Chart 1: The UK slipped into a technical recession in Q4
Chart 2: The figures are worse on a per capita basis
All told, it was a disappointing set of GDP figures, but there’s no reason to panic just yet. For a start, most survey indicators have improved markedly in recent months and point to improved momentum at the start of 2024. The UK composite PMI is now firmly in expansion territory at 52.9, and UK consumer confidence has reached a two-year high. Meanwhile, the latest official labour market data (more on this below) showed the unemployment rate at 3.8%, close to its historical low. That doesn’t scream ‘crisis’ to our minds. Furthermore, it’s also perfectly feasible that the ‘technical recession’ will be revised away in later national account updates.

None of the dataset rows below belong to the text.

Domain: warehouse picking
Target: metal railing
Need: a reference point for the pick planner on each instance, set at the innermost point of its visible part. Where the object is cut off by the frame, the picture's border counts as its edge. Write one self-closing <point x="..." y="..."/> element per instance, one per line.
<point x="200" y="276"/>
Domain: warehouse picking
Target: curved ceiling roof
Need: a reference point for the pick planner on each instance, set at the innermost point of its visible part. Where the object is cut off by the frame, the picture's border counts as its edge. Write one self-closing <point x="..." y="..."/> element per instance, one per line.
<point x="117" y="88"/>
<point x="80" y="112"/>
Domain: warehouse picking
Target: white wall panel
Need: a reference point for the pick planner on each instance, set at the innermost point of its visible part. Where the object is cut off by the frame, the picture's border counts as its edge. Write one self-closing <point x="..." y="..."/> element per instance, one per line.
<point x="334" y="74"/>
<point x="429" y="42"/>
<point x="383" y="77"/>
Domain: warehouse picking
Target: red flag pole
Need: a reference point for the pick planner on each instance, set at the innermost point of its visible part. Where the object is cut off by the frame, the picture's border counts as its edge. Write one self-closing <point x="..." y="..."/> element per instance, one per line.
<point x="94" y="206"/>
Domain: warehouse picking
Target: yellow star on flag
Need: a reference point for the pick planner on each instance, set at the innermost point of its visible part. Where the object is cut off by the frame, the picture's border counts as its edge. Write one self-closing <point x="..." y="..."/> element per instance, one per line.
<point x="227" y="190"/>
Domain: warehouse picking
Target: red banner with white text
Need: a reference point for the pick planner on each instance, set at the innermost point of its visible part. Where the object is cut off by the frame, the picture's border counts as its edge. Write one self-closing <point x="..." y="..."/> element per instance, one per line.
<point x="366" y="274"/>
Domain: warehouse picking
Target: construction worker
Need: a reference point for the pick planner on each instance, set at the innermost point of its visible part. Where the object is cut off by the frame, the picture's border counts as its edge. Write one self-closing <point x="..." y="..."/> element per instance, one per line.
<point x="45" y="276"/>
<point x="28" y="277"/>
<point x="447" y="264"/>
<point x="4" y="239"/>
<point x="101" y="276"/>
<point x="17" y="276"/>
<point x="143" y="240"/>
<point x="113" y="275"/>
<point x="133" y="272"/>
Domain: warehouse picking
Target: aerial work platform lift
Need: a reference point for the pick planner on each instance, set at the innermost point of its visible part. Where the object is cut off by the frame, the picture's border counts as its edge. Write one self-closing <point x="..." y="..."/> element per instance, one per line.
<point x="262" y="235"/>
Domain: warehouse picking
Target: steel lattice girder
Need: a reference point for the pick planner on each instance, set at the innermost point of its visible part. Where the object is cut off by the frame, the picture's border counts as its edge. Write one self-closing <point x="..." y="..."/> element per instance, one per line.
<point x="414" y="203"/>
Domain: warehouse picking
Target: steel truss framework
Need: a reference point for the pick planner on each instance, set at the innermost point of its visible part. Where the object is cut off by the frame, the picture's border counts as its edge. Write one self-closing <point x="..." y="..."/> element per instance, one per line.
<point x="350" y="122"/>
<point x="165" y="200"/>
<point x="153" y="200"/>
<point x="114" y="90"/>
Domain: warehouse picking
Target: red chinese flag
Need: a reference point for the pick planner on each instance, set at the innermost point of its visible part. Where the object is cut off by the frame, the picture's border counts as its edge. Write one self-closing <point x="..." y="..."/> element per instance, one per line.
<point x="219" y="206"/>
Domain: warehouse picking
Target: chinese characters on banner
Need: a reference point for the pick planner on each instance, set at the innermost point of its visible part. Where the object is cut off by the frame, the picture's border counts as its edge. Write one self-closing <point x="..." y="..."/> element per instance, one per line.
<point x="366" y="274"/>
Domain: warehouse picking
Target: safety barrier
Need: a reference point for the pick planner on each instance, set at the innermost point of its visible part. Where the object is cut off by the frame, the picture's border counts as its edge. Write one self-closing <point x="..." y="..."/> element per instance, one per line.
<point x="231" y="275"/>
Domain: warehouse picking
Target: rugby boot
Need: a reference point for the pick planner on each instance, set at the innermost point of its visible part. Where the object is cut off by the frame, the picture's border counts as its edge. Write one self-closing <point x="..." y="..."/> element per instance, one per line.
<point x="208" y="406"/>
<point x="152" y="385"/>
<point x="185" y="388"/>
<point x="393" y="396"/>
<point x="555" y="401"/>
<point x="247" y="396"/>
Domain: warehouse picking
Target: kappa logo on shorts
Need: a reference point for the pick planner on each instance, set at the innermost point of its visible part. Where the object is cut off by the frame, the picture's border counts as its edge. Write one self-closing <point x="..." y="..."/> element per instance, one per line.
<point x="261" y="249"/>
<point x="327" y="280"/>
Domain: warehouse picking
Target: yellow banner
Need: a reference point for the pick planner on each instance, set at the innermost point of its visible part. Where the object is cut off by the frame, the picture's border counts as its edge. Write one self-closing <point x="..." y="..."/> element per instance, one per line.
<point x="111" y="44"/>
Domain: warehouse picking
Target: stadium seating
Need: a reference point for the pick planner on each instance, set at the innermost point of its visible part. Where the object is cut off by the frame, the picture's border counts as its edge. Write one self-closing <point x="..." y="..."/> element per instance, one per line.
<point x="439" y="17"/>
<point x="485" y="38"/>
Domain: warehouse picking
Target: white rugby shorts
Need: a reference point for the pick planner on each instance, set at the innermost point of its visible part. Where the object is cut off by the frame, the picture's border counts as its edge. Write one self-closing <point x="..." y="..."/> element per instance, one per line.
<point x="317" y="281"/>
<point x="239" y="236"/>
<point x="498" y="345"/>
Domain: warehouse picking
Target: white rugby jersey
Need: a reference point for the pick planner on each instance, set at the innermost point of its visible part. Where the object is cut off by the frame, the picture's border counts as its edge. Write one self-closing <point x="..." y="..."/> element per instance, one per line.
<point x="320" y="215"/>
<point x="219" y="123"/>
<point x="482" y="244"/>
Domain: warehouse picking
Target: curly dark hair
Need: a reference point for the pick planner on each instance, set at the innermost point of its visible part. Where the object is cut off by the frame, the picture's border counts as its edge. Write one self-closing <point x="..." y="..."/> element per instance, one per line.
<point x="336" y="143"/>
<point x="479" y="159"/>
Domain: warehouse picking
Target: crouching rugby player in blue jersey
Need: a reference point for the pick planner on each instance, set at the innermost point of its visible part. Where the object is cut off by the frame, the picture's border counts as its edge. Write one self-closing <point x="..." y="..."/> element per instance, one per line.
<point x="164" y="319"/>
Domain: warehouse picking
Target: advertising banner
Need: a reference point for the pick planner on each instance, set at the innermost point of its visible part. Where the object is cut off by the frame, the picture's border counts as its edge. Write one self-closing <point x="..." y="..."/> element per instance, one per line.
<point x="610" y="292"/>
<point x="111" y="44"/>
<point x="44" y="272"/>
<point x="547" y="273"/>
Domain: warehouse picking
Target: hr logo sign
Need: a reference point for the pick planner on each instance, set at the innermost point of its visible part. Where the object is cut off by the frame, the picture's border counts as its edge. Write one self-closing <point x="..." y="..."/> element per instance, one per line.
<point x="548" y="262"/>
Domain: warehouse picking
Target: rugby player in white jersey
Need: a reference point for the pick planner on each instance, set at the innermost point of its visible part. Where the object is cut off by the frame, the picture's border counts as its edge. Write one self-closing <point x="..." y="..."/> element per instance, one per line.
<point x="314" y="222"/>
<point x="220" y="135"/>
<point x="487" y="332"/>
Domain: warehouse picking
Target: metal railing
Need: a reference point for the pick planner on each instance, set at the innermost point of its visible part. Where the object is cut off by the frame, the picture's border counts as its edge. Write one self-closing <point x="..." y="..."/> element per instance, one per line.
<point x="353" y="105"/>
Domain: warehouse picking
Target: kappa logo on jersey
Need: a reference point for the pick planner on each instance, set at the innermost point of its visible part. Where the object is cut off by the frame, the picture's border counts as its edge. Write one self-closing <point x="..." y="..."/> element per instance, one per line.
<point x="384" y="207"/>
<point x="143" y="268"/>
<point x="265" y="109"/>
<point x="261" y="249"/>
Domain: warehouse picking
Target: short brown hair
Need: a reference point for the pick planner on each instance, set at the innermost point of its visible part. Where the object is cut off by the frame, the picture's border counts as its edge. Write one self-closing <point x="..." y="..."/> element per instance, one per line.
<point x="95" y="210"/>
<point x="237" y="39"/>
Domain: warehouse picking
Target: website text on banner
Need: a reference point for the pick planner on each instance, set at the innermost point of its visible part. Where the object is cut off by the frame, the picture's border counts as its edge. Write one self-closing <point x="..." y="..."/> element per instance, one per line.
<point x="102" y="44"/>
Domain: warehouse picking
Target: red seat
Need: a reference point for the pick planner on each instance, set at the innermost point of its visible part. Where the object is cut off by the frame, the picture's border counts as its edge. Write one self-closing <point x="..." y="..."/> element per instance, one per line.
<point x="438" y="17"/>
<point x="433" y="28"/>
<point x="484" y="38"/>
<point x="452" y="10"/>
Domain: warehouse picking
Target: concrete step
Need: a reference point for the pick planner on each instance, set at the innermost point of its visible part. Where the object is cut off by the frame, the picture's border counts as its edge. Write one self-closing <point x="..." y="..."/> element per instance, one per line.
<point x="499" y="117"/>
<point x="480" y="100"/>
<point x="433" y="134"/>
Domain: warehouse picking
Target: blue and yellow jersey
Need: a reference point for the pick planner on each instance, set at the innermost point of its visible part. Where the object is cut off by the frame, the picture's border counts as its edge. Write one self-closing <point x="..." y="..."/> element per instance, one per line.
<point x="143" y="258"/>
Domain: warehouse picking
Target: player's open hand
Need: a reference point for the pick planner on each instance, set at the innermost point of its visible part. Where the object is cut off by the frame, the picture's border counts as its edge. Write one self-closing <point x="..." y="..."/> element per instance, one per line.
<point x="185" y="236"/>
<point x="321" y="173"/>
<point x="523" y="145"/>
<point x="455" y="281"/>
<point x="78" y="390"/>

Looking ahead, we expect better news (i.e. some actual growth) to come in 2024. The main driver of the UK expansion this year is likely to be the ongoing recovery in households’ real purchasing power as inflation eases (see below for details of the January CPI release). There was an initial sign of stronger consumer momentum in 2024 with January’s retail sales figures, also released this week, which rebounded brightly (+3.4% M/M) after a similar fall in the previous month. There are probably some issues with seasonal adjustment (related to Christmas spending being brought forward to make the most of Black Friday offers) which is causing large swings in the series. However, the January figures were encouraging with broad-based strength across all sub-sectors, except for clothing.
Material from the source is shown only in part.